Financial advisors should know better than to chase the latest hot investment, and a research report offers more evidence of why it’s a bad idea.

Equity-focused exchange-traded funds that saw big inflows as a percentage of assets under management over a short time period generally underperformed funds with average inflows, according to a research report titled “Shun ETFs With Largest Inflows” by Jun Zhu, co-portfolio manager for the Leuthold Core Investment Fund and a senior analyst at The Leuthold Group.

With more than 2,000 ETFs available, and many having multi-year histories, Zhu applied the backtesting methodology Leuthold commonly uses for stocks. Although ETFs debuted in the U.S. in 1993, they didn’t start attaining critical mass until about 2006 when the number of U.S.-listed ETFs first exceeded 200. 

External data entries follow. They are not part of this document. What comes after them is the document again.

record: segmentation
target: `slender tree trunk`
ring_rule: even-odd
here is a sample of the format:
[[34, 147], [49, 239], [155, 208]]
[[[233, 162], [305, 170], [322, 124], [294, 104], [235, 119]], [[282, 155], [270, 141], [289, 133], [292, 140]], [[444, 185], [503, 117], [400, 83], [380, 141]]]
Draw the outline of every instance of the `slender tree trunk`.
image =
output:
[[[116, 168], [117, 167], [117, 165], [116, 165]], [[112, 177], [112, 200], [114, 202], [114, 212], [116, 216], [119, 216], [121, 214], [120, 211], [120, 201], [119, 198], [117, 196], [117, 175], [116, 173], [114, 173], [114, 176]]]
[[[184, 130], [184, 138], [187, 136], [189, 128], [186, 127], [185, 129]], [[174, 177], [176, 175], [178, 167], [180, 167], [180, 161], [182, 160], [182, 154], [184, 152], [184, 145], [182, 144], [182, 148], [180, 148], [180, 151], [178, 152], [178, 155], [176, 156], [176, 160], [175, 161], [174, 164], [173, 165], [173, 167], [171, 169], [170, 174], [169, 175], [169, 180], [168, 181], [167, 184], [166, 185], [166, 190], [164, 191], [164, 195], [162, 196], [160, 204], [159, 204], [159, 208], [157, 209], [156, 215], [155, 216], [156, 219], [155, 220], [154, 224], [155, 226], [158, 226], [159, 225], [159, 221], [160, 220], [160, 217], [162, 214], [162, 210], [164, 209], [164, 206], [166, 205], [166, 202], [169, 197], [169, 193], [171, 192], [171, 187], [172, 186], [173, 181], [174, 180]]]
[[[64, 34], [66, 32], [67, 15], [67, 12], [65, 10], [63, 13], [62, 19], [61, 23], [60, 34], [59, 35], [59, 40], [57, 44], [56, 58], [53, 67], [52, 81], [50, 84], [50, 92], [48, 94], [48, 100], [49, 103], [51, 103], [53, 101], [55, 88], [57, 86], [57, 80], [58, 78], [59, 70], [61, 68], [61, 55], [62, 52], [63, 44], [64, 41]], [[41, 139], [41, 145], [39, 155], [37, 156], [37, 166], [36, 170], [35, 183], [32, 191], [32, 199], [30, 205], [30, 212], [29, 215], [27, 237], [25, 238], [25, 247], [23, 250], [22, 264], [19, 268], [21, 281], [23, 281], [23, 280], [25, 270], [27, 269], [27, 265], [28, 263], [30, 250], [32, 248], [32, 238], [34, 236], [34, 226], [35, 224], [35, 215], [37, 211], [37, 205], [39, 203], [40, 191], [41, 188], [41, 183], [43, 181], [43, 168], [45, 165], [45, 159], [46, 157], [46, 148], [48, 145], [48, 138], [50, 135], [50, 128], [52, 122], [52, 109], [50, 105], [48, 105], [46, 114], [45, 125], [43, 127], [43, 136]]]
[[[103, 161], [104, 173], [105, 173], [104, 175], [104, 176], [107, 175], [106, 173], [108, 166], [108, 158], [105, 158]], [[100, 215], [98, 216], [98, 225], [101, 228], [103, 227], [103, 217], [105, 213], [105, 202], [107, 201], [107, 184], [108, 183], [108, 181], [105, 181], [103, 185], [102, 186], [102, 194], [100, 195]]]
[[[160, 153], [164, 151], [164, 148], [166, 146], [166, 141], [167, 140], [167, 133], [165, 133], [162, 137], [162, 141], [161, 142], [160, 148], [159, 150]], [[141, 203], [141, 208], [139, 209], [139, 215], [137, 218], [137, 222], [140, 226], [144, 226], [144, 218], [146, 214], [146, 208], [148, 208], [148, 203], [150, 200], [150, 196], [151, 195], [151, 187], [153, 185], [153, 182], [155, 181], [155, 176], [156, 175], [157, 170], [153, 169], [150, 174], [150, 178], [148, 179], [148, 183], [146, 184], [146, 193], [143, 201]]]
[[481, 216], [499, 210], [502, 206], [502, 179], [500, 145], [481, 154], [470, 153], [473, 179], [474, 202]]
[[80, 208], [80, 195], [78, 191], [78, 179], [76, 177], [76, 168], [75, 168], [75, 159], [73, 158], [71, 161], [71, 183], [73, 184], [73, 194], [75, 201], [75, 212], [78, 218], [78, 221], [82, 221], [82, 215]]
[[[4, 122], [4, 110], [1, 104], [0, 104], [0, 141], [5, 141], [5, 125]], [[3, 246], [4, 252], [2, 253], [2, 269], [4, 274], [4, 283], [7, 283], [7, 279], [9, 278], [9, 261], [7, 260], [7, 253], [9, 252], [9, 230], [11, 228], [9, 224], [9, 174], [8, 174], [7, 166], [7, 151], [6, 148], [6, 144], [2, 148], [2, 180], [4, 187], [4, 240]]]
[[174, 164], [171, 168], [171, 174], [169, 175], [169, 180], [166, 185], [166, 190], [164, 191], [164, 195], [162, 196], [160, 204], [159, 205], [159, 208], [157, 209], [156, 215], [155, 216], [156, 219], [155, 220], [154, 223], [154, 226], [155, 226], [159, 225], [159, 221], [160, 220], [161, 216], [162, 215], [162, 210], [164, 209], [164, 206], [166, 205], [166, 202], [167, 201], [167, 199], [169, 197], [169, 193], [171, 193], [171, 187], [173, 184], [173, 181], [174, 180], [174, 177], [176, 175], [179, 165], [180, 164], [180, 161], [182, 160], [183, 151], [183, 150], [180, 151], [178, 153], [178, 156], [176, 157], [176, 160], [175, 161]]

Zhu looked at fund flow data from April 2006 to April 2018 for all ETFs to assess the performance relationship, but the lion’s share of ETFs are equity (69 percent), followed by fixed income (16 percent), commodities (8 percent), alternatives and asset allocation (both 3 percent), and currency (2 percent).

She grouped ETFs into five quintiles using one-month, two-month, and three-month fund flows as a percentage of month-end assets under management, and calculated the equal-weighted returns of each basket. The first quintile saw the largest inflows, second quintile saw the second-largest inflows, etc. The last quintile saw the largest outflows.

The forward one-month return for ETFs with the highest one-month fund inflows underperformed ETFs in the other four quintiles. The highest inflow ETFs saw a negative 0.01 percent versus a range of positive 0.37 percent to 0.48 percent for the rest. Zhu says this pattern persisted in back tests based on two-month and three-month fund flow data.

She also looked at how the fund-flow effect and performance appeared over six-month, nine-month and 12-month periods, and this also showed funds with the biggest inflows underperformed over all return horizons. During the 12-month period, ETFs with the largest outflows slightly underperformed ETFs in the middle three quintiles—i.e., those with more average inflows.

Over the course of the 12-year study period, people who invested equally weighted in equity ETFs with the highest inflows saw an 8 percent loss. Meanwhile, an equal-weighted portfolio using the other four ETF baskets returned 72 percent during the same period.

While Zhu can’t say exactly why this happens, she has a hunch.

“We know equity investors, especially with retail investors, have the tendency to chase returns,” she says.